We turn to the evidence of the doctor given in Court wherein no such statement has been made by her. There is not even a cross-examination on this point by the defence. It is difficult for the Court to accept the said contention of the defence. 16. In the light of discussions made above, we have no iota of suspicion in our mind that prosecution proved the case of commission of rape on the victim by the appellants beyond shadow of reasonable doubts.
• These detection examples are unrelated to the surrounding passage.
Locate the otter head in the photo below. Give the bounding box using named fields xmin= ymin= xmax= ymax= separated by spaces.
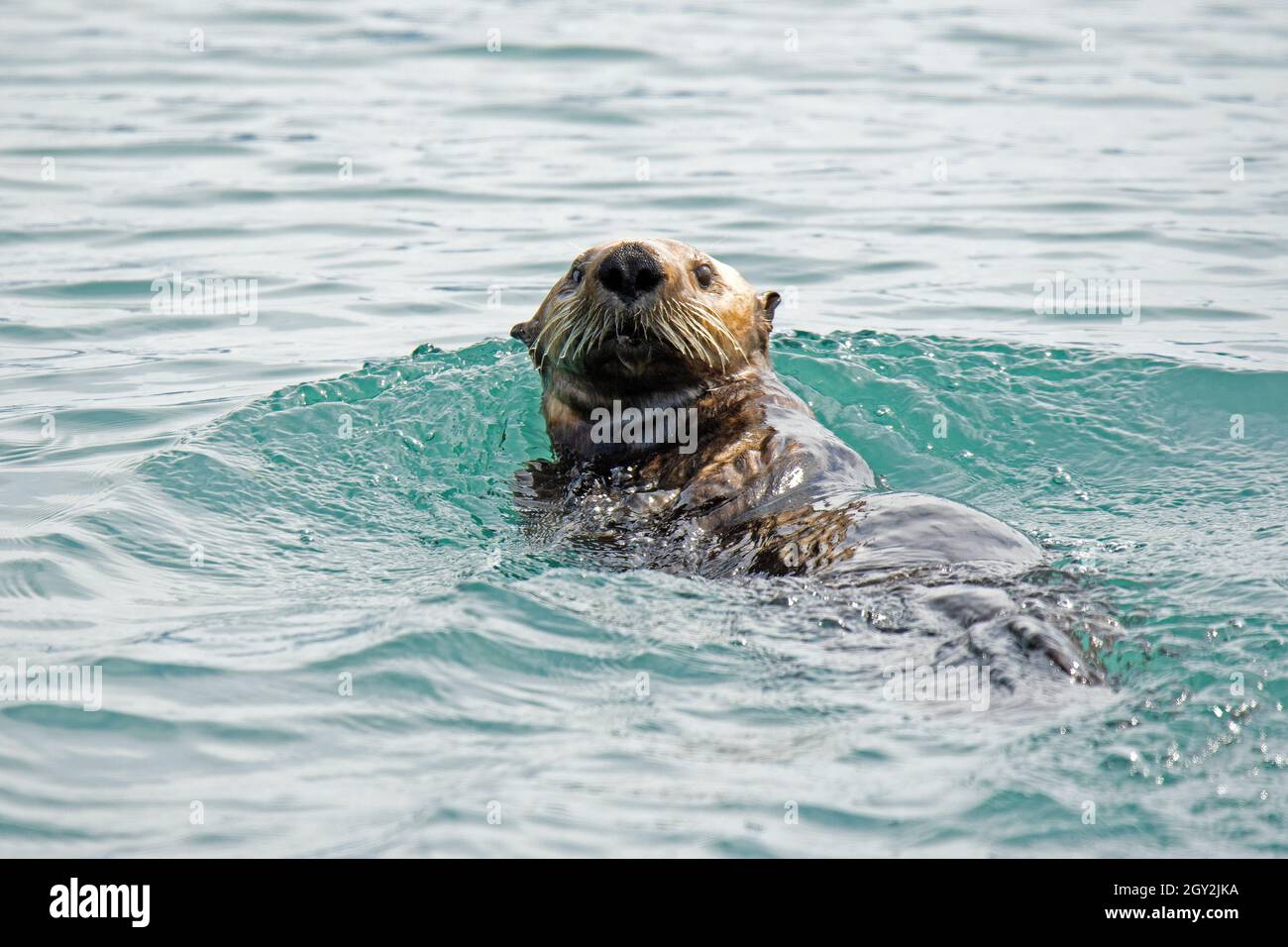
xmin=510 ymin=239 xmax=780 ymax=455
xmin=510 ymin=240 xmax=780 ymax=390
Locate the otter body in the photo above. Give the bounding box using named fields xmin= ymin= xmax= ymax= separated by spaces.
xmin=511 ymin=240 xmax=1086 ymax=679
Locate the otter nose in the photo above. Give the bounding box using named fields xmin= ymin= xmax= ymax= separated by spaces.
xmin=599 ymin=244 xmax=666 ymax=303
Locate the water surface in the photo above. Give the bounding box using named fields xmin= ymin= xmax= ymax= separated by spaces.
xmin=0 ymin=3 xmax=1288 ymax=856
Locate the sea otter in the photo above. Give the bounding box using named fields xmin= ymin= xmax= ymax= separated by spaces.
xmin=511 ymin=239 xmax=1094 ymax=681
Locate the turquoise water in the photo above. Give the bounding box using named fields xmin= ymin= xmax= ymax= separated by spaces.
xmin=0 ymin=4 xmax=1288 ymax=856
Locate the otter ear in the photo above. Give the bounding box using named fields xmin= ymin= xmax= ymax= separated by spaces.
xmin=510 ymin=316 xmax=537 ymax=348
xmin=757 ymin=290 xmax=783 ymax=326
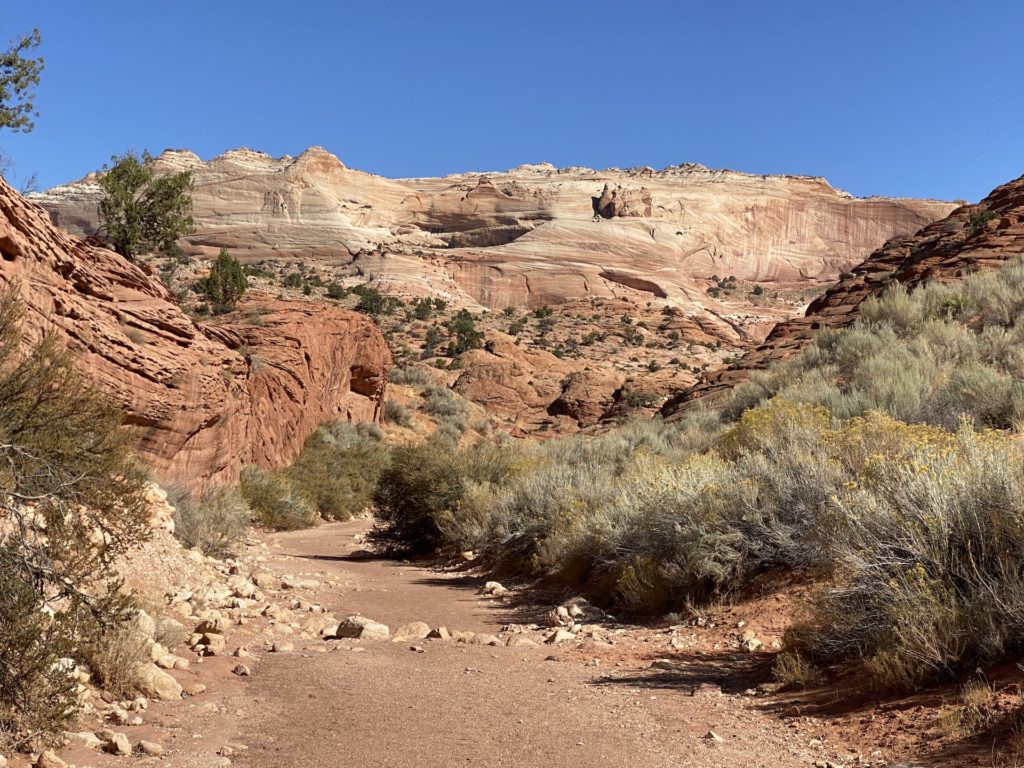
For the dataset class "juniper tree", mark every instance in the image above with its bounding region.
[98,151,195,259]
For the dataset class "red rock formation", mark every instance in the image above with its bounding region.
[0,179,391,486]
[662,176,1024,416]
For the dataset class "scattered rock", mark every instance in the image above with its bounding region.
[548,605,575,627]
[138,739,164,758]
[35,750,68,768]
[105,733,131,756]
[505,635,537,648]
[469,633,502,645]
[65,731,103,750]
[480,582,509,597]
[196,613,230,635]
[334,615,391,640]
[544,629,575,645]
[199,632,227,656]
[137,664,181,701]
[281,575,319,590]
[392,622,430,643]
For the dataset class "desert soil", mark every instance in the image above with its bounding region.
[49,520,980,768]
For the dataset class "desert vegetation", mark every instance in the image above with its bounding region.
[362,261,1024,689]
[0,289,147,746]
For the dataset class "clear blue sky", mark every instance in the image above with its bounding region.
[0,0,1024,200]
The evidence of the victim supported by the medical findings of the doctor conclusively prove the guilt of the appellants under Section 376/34 IPC. The conviction recorded against the appellant under Section 376/34 IPC by the learned Trial Court is upheld. 17. However, the contention of the appellants on the charge under Section 307/34 IPC has some legs to stand. The other injuries sustained by her (victim) were not such as to possibly cause death. They were minor in nature. Further, there is nothing on record to show that these injuries were inflicted with intention to cause her death. The conviction of the appellants under Section 307/34 IPC is set aside. 18. The appeal succeeds in part.